Photo: Tanja Kanazir / Drugo more (Flickr gallery)

The five-day workshop (6th – 10th July 2018) by Zagreb’s performative collective BADco. will introduce students to problems of presenting in gallery, “white cube” space that does not summarize but disassembles presentation. We’ll work through various exercises of developing performance materials, overlapping story-lines and rhythmic composition of performance to introduce students of acting and contemporary dance to BADco.’s characteristic diagrammatic presentation methodology.

A public presentation of the workshop will take place on Tuesday, 10 July at noon in the Museum of Modern and Contemporary Art (26c Krešimirova Street) in Rijeka. Admission is free.

 
This workshop is the first step in the project of Labor of Panic that BADco. explores in collaboration with younger artists, thematizing or making visible issues of labor without creation in society and in art.

The workshop is led by Goran Sergej Pristaš and Nikolina Pristaš.

 

The workshop is co-organized by BADco. and Drugo more in the framework of Dopolavoro flagship of the Rijeka 2020 – European Capital of Culture project, in collaboration with the Academy of Dramatic Art, University of Zagreb and Academy of Applied Arts, University of Rijeka – Acting and Media Studies.

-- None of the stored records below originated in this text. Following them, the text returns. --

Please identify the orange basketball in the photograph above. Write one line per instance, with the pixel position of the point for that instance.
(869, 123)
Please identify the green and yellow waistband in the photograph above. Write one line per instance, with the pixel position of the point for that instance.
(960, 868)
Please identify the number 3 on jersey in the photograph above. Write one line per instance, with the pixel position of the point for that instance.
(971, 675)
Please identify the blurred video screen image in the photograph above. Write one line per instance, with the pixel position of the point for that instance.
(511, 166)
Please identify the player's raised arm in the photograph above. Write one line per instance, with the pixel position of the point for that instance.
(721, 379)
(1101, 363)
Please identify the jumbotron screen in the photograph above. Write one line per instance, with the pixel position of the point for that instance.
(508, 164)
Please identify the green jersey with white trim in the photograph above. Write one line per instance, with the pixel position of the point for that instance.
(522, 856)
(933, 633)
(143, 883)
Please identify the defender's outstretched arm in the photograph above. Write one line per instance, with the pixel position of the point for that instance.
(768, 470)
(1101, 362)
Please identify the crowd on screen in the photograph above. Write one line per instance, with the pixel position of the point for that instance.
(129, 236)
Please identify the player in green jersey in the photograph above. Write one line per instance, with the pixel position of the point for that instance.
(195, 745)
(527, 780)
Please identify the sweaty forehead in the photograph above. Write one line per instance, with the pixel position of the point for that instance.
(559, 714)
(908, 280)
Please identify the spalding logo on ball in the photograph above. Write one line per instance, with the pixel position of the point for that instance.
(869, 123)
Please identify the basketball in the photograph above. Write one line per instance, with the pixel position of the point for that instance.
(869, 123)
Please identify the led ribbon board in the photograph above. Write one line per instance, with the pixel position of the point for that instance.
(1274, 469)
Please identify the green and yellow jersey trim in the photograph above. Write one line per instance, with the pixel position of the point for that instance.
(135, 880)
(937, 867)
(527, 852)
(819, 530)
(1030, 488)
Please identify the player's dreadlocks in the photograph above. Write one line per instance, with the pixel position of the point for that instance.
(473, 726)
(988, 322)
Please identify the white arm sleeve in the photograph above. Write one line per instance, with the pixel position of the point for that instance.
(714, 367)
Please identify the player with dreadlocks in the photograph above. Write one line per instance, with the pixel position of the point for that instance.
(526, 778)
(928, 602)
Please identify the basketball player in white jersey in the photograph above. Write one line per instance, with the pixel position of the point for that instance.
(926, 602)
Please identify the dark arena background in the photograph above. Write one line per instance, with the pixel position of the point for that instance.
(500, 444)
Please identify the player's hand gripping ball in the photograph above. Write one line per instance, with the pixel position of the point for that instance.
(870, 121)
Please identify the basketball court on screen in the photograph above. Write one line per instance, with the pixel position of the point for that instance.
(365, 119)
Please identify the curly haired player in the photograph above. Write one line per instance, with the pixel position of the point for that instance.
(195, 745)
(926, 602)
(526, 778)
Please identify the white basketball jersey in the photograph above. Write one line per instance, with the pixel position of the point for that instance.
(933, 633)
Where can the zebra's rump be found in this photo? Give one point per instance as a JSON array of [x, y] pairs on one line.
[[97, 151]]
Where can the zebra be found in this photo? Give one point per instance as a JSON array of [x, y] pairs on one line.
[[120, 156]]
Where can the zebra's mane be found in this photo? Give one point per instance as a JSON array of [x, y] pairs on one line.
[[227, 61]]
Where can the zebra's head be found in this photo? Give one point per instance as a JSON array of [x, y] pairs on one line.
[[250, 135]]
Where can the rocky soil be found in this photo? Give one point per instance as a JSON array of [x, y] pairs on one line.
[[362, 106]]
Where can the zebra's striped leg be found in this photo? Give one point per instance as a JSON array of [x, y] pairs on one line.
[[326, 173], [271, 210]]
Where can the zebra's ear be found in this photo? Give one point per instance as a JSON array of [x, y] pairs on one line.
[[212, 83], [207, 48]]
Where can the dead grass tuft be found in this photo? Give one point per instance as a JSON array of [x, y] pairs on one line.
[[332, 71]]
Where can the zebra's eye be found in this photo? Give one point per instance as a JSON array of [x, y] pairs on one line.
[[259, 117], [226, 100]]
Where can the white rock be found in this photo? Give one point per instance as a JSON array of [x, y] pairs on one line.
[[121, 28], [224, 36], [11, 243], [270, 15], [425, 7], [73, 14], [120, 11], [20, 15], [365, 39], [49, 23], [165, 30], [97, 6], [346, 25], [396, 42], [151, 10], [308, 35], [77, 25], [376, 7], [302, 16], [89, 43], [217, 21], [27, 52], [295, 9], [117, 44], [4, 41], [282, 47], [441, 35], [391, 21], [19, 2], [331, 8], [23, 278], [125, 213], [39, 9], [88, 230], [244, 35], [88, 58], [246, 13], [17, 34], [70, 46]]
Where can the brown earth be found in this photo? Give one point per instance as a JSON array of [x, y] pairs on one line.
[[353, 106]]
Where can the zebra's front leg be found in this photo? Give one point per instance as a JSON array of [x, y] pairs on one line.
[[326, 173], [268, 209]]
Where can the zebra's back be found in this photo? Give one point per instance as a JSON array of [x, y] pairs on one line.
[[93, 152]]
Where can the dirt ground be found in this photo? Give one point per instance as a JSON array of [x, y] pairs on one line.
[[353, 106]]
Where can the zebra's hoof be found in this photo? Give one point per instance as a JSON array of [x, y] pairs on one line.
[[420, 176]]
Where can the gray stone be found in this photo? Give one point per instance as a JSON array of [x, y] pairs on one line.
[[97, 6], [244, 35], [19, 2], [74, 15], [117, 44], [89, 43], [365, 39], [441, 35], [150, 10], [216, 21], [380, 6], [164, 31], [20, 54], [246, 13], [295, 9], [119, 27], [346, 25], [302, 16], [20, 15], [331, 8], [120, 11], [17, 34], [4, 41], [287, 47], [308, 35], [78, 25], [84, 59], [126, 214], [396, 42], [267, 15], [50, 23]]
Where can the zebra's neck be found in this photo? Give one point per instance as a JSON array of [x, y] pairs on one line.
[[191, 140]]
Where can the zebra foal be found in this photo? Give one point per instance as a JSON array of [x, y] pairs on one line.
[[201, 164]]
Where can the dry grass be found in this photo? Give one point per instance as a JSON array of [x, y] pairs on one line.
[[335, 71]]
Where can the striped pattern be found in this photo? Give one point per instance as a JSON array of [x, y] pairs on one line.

Cover photo: Marko Ercegović

 

 

The project Labor of panic by BADco. and Drugo more is taking place in the framework of Dopolavoro flagship of the Rijeka 2020 – European Capital of Culture project, and it’s supported by the Ministry of Culture of the Republic of Croatia and Zagreb’s City Office for Culture. The work of BADco. is supported by the Foundation Kultura Nova.

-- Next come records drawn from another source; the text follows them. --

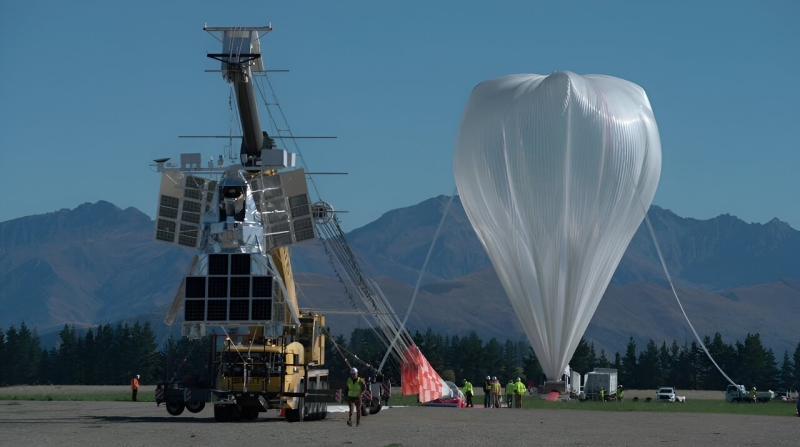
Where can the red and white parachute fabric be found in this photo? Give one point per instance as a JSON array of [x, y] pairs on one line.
[[419, 377]]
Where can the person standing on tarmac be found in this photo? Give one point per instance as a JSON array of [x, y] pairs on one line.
[[467, 389], [355, 386], [134, 387], [519, 392], [495, 392], [487, 392]]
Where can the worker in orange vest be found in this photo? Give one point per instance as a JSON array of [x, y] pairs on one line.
[[134, 387]]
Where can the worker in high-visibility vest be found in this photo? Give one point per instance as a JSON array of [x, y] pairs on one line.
[[355, 386], [466, 387], [519, 392], [495, 392], [510, 387], [134, 387]]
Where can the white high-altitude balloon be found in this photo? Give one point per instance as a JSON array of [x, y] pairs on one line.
[[554, 173]]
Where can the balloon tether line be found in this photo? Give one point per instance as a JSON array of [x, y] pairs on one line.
[[419, 279], [672, 286]]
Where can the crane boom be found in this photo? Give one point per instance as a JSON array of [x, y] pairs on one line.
[[240, 57]]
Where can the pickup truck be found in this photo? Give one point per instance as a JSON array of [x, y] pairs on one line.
[[665, 394], [738, 393]]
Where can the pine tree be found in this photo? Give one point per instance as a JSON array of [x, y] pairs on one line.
[[627, 371], [4, 361], [787, 372]]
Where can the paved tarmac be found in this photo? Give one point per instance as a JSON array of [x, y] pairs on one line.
[[37, 423]]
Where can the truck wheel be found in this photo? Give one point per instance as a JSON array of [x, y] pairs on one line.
[[296, 415], [226, 413], [195, 407], [175, 407], [249, 414], [375, 406]]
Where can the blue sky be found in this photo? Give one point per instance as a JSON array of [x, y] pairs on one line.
[[93, 91]]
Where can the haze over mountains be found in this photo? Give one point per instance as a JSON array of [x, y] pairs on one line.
[[100, 264]]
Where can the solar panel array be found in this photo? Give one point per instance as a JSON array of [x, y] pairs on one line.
[[229, 293], [183, 200], [283, 202]]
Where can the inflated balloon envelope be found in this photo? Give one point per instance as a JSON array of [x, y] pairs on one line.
[[555, 174]]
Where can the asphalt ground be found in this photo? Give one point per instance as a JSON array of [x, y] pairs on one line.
[[83, 423]]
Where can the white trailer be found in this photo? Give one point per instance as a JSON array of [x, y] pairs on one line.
[[600, 379]]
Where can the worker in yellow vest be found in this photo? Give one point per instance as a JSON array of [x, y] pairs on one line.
[[355, 386], [519, 392], [510, 387], [495, 392], [467, 389]]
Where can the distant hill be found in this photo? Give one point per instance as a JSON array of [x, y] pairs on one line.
[[98, 263]]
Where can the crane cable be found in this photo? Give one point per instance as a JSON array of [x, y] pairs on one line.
[[421, 273], [675, 293]]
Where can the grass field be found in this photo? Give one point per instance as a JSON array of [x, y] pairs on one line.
[[692, 405]]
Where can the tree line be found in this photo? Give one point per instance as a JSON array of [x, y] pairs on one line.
[[108, 355]]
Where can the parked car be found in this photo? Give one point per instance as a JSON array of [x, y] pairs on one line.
[[665, 394], [454, 391]]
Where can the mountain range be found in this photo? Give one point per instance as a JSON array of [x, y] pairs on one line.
[[100, 264]]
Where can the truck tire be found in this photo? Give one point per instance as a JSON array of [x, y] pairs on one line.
[[375, 406], [324, 412], [195, 407], [249, 414], [298, 414], [175, 407], [226, 413]]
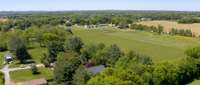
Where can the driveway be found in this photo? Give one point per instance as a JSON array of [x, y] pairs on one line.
[[6, 71]]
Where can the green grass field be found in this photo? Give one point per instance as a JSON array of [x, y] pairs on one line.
[[196, 82], [24, 75], [159, 47]]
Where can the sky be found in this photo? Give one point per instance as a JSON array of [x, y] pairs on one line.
[[64, 5]]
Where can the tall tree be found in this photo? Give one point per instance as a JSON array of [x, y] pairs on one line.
[[74, 44], [65, 67], [18, 47]]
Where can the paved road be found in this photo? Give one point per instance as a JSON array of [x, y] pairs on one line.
[[6, 71]]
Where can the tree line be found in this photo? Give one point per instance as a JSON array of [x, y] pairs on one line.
[[160, 30]]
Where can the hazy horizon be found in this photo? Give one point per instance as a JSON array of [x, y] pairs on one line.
[[78, 5]]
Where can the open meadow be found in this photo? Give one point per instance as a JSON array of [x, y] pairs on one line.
[[168, 25], [159, 47]]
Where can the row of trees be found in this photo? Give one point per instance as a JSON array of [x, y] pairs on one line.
[[159, 29], [131, 70], [189, 20], [18, 42], [123, 69], [118, 18]]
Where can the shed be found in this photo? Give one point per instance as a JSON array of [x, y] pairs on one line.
[[35, 82]]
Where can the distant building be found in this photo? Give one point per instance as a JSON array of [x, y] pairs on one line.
[[8, 58], [96, 69], [34, 82]]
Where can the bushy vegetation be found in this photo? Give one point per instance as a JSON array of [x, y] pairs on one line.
[[189, 20], [70, 57], [158, 29], [181, 32]]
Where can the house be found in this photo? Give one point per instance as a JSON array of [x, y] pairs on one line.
[[8, 58], [96, 69], [35, 82]]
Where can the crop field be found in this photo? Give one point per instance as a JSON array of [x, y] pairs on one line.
[[172, 24], [159, 47]]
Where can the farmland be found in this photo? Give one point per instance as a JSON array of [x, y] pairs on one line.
[[172, 24], [159, 47]]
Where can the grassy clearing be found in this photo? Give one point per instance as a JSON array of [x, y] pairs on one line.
[[36, 55], [2, 54], [196, 82], [168, 25], [159, 47], [24, 75]]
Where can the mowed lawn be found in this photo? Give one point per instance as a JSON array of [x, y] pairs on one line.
[[196, 82], [25, 75], [159, 47]]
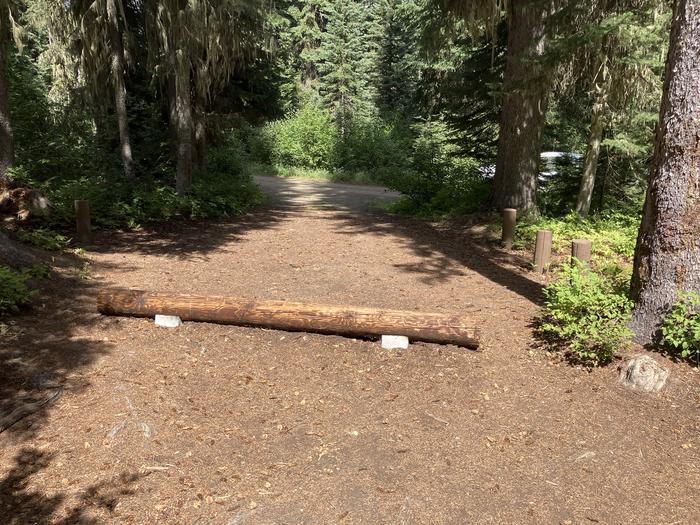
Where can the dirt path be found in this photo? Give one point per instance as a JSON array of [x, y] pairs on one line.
[[222, 425]]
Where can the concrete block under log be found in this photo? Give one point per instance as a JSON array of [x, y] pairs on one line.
[[281, 315], [392, 342], [168, 321], [508, 231]]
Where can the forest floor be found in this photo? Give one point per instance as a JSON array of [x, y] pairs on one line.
[[209, 424]]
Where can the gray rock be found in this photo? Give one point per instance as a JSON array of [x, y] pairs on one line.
[[643, 373]]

_MG_0658BADco. performing at Zoom Festival 2015, in the space of today’s MMSU Rijeka
Photo: Tanja Kanazir (Flickr gallery)

Labor of panic is a three-year choreographic research and production process by Zagreb’s performance collective BADco. that takes its cue from the work done to prevent emergencies and disasters. This pre-emptive work stands in a paradoxical relation to production – by pre-empting the need for emergency response, it is aimed at producing negation. The title Labor of Panic echoes the title of Paul Virilio’s City of Panic, where Virilio, analyzing the city as a target of terror and as a fulcrum of securitization, draws comparisons between the logic of creation without creation in art and in society at large. While the terrorism produces events as disasters, as ruptures of continuity, the work of securitization produces a double negation, a negation of negation, almost an aesthetic operation on the surface of the city that is made transparent, sanitized and surveilled – the city that constructs panic by policing public space, segregating social groups, fencing off immigrants, redistributing bodies in space. As the work of securitization grows, so grows the generalized insecurity in society – unstable employment, imaginary threats, disaster scenarios… All this transforms the city in the present into an unusual confluence of museal and theatrical dispositives – a spectated and curated theater of operations.

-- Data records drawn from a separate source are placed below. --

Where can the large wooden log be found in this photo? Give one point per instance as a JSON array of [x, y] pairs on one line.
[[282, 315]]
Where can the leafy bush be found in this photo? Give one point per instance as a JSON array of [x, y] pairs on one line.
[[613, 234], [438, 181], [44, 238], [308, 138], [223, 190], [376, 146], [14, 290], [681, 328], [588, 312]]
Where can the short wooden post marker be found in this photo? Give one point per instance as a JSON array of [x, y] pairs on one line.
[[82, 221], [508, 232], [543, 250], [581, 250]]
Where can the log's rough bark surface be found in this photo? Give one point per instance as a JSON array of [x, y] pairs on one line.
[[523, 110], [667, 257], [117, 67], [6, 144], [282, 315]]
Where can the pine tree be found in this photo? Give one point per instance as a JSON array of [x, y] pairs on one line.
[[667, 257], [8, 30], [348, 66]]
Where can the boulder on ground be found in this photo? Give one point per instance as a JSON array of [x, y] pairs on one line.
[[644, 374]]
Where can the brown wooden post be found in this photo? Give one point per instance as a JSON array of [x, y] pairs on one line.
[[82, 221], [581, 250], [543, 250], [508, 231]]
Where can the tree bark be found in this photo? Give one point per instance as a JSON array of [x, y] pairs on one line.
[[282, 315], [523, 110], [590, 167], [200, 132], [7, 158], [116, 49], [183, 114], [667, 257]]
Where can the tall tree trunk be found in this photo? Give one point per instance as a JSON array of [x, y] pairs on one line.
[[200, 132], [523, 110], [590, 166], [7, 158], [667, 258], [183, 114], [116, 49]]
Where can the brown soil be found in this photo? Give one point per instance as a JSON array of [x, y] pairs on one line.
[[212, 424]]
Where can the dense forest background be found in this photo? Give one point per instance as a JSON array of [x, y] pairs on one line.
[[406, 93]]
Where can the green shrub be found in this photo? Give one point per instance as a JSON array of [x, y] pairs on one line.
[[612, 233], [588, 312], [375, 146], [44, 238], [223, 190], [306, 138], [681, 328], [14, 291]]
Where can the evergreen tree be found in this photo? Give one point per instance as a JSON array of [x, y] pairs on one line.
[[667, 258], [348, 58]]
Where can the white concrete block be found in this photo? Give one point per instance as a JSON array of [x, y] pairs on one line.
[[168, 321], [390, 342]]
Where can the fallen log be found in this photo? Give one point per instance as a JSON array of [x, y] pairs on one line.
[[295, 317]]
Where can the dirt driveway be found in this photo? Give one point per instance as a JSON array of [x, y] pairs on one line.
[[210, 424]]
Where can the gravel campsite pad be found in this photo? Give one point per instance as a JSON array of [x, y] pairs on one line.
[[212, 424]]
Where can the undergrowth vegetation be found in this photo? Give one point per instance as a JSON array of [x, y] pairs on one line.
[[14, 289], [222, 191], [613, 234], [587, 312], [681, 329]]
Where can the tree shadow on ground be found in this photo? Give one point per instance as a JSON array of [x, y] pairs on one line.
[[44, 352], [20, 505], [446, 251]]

“Our artistic approach to the securitization of the city will be based on various forms of analysis of organization of bodies in space and social choreography. We wish to make these opaque processes and relations visible by playing with their temporal dimensions. A potential emergency becomes a construct that emerges from the work of its prevention. That construction we intend to explore by engaging with emergency scenarios, response protocols and response units – such as firefighters, paramedics and rescue operations. The project unfolds in two tracks – production track and workshop, research and residency track, and includes a number of mostly younger artists – dancers, choreographers, actors, dramaturges and visual artists.”